Even were we to find that the debts did have value during 1969, there is no evidence that they became worthless during the taxable year. All three of the alleged debtors are now deceased, but petitioner introduced no evidence as to the date of their respective deaths, or as to the insolvency of any of their estates. Thus petitioner's proof, both as to the existence of any debts, and as to their becoming worthless during 1969, is entirely deficient.

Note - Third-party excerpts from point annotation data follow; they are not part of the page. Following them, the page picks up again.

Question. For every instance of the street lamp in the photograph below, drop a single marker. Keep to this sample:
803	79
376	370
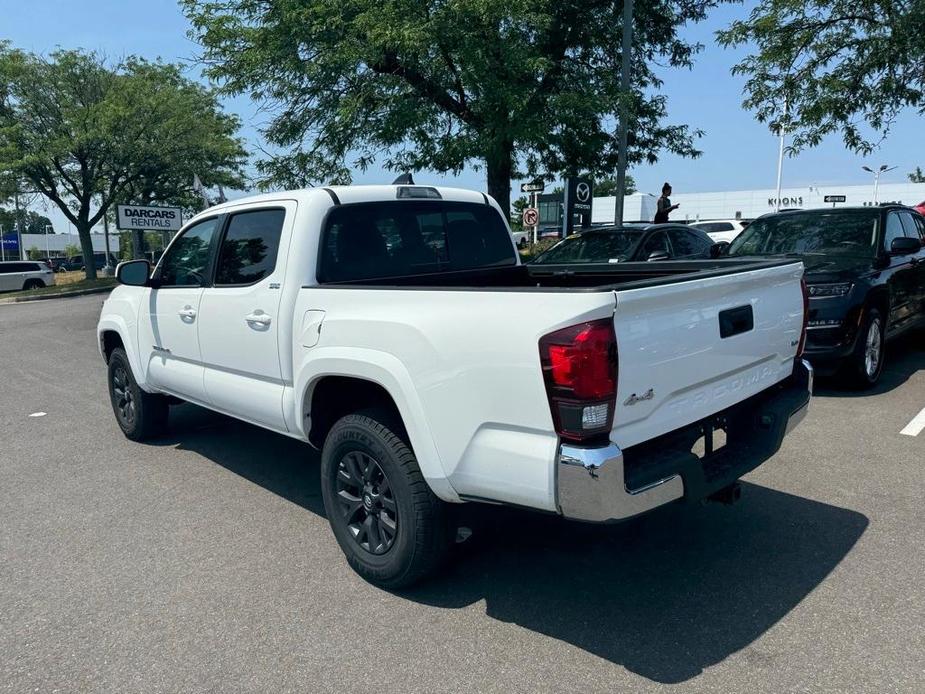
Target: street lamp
882	170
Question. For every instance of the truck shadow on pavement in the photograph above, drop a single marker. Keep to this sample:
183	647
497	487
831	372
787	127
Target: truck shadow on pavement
905	357
665	595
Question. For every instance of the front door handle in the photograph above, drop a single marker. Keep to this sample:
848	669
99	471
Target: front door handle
258	318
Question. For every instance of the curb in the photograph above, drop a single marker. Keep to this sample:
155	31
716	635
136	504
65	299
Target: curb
62	295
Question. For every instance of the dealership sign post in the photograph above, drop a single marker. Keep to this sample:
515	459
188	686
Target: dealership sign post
141	218
148	218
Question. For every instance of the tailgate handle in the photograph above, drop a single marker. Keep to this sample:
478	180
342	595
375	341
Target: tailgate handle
735	321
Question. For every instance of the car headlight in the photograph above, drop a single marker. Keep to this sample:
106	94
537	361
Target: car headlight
825	290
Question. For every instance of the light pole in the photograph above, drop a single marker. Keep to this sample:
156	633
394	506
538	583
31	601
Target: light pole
624	114
780	157
882	170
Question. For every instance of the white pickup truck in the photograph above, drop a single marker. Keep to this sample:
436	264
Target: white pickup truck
395	328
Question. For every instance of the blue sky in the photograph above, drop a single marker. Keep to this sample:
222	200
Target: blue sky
739	153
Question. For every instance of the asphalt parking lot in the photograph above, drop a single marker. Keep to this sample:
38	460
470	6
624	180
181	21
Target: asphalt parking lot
203	561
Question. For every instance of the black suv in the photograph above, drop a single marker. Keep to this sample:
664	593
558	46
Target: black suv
865	271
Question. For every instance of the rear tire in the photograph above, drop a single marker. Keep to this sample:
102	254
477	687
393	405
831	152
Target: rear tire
866	364
140	415
391	527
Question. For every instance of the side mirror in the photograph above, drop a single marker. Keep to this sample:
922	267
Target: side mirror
905	246
134	273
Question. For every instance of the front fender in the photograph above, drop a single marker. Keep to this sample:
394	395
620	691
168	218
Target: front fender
118	318
388	372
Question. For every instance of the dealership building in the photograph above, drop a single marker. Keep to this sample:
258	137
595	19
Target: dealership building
734	204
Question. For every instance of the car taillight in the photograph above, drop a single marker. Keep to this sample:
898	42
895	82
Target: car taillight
802	344
580	370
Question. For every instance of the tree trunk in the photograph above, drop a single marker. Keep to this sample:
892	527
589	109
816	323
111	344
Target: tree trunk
86	247
499	165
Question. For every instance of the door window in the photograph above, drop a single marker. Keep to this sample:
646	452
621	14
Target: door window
909	225
656	242
186	262
249	248
687	245
894	230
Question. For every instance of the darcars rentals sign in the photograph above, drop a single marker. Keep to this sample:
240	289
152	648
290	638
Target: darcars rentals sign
147	218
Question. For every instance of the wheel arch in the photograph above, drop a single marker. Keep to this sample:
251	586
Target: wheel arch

Issue 4. Miscellaneous Deductions

Petitioner has alleged that he incurred an interest expense of $750 on two loans*228 - one a $3,000 loan on his insurance policy with Metropolitan Life, the other, a loan for an undetermined amount from a local bank. Petitioner, however, has failed to supply even the most meager proof that he is entitled to any deductions. He introduced no notes or other evidence of indebtedness into the record.He did not show that he had, in fact, made any interest payments on either of the alleged loans at any time during 1969. We hold that petitioner has failed to justify his claim for any interest deduction.

As to his claimed deductions for insurance premiums, drugs and supplies, and medical dues, petitioner has introduced no evidence that he is entitled to any greater amounts of deductions than those allowed by respondent. Hence, we uphold respondent's determinations as to each of the three aforementioned items.

Issue 5. Negligence Penalty

Having Failed to introduce any evidence to rebut the presumptive correctness of respondent's determination that petitioner's underpayment of taxes was due to "negligence or intentional disregard of respondent's rules and regulations," we uphold respondent's determination of an addition to petitioner's tax under section 6653(a). *229 Beause of concessions,

Decision will be entered

under Rule 155.


Footnotes

  • 1. All section references are to the Internal Revenue Code of 1954, as amended, unless otherwise indicated.

  • 2. The Revenue Procedure provides that a taxpayer has an option of claiming 10 cents per mile of deductible expenses, including depreciation, for the first 15,000 miles of business usage of his auto or autos, and 7 cents for each additional mile thereafter. Rev. Proc. 66-10 was superseded for all tax years beginning after December 31, 1969, by Rev. Proc. 70-25, 2 C.B. 506">1970-2 C.B. 506.